Es ist scheißkalt heute morgen. Zum ersten mal auf dieser Tour ziehe ich noch den Fleece unter die Windjacke, auch wenn ich ihn am ersten Anstieg wohl wieder ausziehen werde.
Ich habe gestern schon mal versucht, für Fort William eine Unterkunft zu buchen. Aber dort scheint man die Lizenz zum Geld drucken erfunden zu haben. Was nicht schon ausgebucht ist, kostet ab £ 200,- aufwärts. Pro Nacht! Sorry, aber das bin ich nicht bereit zu zahlen. Wird wohl auf weitere Wildcamping-Nächte hinaus laufen.
Die Fähre bringt mich (und Werner und einen weiteren Reiseradler, der heute morgen von Brodick gekommen ist) nach Kintyre. Hier trennen sich unsere Werte auch schon wieder. Werner will nach Oban und auf die äußeren Hebriden, der „Neue“ nach Islay und ich nach Fort William und auf den Ben Nevis.
Kintyre ist grün: grüne Wiesen, grüne Wälder, dazwischen fliederfarbener Rhododendron und gelber Ginster, ab und an ein Haus. Wie erwartet ziehe ich den Fleece auf halber Höhe des Anstiegs aus. Auf der anderen Seite der Halbinsel wird es feucht. Irgendwas zwischen Wolken und leichtem Niesel. Jedenfalls zu wenig für die Regen Klamotten. Noch. Irgendwann hat der Regen dann ein Stadium erreicht, dass es zu wenig ist, die Regensachen anzuziehen, aber zuviel, um sie nicht bereits angezogen zu haben.
In Tarbert treffe ich Werner am Coop wieder, wo wir beide unsere Vorräte aufstocken. Weil es wirklich ungemütlich ist, gehen wir dann noch einen Kaffee trinken. Er beschreibt mir nochmal seine Route und als ich sehe, dass die auch mir sowohl Strecke als auch Höhe ersparen würde, beschließen wir spontan, den Tag gemeinsam zu fahren. Ich lasse Werner vorfahren und stelle überrascht fest, dass ich Aufstiege immer noch zu ambitioniert angehe, dabei meine ich mich zu bremsen. Werner geht sie noch geruhsamer an und das macht auch meinen Tag viel entspannter!

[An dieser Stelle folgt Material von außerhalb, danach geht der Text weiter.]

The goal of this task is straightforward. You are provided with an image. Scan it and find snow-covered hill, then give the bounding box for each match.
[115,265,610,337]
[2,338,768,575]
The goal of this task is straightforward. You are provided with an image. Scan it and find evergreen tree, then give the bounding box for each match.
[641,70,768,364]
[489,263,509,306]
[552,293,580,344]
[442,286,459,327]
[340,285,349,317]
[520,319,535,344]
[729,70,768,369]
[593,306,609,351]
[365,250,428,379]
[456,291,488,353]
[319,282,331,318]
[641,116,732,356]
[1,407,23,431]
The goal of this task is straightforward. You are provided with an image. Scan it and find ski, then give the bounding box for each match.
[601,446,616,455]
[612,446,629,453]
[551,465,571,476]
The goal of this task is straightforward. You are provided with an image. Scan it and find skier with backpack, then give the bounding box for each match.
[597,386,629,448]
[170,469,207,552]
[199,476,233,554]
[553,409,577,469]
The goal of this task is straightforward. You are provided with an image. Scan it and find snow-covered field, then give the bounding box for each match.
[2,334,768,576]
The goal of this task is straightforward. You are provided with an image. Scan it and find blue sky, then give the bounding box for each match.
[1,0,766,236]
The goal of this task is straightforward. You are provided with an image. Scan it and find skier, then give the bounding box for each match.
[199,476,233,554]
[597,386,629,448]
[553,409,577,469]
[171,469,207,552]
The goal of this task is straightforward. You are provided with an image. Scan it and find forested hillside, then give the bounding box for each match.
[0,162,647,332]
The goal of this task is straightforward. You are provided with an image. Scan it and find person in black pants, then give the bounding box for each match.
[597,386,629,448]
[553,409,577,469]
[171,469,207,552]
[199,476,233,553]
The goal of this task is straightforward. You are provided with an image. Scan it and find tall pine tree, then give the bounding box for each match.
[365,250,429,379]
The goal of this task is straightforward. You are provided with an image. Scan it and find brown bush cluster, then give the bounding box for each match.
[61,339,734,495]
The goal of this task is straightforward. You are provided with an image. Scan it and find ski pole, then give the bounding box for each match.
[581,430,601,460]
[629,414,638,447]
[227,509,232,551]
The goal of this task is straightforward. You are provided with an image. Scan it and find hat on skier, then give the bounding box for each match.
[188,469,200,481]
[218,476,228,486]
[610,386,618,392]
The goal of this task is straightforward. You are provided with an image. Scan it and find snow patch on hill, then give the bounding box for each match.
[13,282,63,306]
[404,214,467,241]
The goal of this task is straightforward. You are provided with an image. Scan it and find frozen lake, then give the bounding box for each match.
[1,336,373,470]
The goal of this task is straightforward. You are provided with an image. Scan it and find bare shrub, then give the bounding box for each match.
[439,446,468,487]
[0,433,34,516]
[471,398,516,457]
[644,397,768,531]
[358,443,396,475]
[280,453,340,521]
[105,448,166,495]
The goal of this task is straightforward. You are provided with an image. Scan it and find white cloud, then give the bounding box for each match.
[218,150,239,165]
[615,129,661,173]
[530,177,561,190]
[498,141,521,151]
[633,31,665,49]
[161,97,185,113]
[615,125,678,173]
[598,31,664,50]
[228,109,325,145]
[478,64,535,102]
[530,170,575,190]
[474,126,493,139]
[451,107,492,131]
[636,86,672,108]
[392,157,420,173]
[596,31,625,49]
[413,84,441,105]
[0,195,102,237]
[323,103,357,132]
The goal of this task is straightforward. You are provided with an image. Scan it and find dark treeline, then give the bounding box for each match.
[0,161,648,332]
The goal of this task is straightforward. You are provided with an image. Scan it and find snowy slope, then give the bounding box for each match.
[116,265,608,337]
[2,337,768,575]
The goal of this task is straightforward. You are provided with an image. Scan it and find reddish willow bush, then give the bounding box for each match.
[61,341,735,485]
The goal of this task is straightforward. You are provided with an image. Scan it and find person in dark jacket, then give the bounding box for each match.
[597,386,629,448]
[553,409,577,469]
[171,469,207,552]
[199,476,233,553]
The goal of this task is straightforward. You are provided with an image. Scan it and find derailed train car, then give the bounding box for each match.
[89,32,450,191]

Über A- und B-Straßen, alle mit erträglichem Verkehr, fahren wir am West Loch Tarbert vorbei. Irgendwann hat sich das Wetter entschlossen, es mit dem Regen genug sein zu lassen und mal wieder die Sonne hervor zu holen. Herrlich, wie die Landschaft in regensatten Farben aufleuchtet!
Dann fahren wir über eine ausgedehnte Ebene zu einem prähistorischen Monument. Spontan halten wir an. Wir sind im Kilmartin Glen, wo bronzezeitlicher Astrologen ein X-förmiges Steinmonument errichteten, dass dem Mondauf- und -untergang folgt. So eine megalithische Formation habe ich noch nie gesehen!
Am Abend sind wir am Yachthafen von Kilmelford, wo wir unsere Zelte aufstellen, am – zumindest gemeinsam mit Glen Rosa – schönsten Schlafplatz dieser Tour.
Time: 24.5.2023, 10:13: |
Duration: 08:16:41 |
Ascent/Descent: 882 m 875 m
| Distance: 84.52 km |
Hallo Thomas, jetzt versetzt du mich alle zwei, drei Tage mental auf die britische Insel. Das ist schön. Danke! In meinen Roaring Twenties war ich öfter allein in der Ägäis unterwegs; IslandHopping nannte man das. Allein unterwegs zu sein, hat eine ganz eigene Qualität. Du bist auch allein unterwegs (heute ist die Ausnahme), doch indem du bloggst, teilst du dich denen mit, die du kennst und erfährst deren Reaktionen auf deine Erlebnisse. Darüber hinaus wirfst du auch für eine unbekannte Öffentlichkeit eine digitale Flaschenpost in den Cyberspace. Also allein und doch nicht allein. Das hat auch seine eigene Qualität. So… Weiterlesen »
Hi Ralf, danke für Deine Zeilen. Auf dem Einrad ist LEJOG übrigens auch schon absolviert worden. Du weißt ja: die Briten sind für jede verrückte Idee zu haben, insbesondere, wenn es vorher noch niemand gemacht hat!
Und was das Alleine unterwegs sein angeht – auch im Vergleich zum gemeinsam reisen – habe ich 2018 in meinem Fazit zum Eurovelo 9 mal beleuchtet: EV9 – Fazit Es hat halt alles seine Vor-, aber auch seine Nachteile!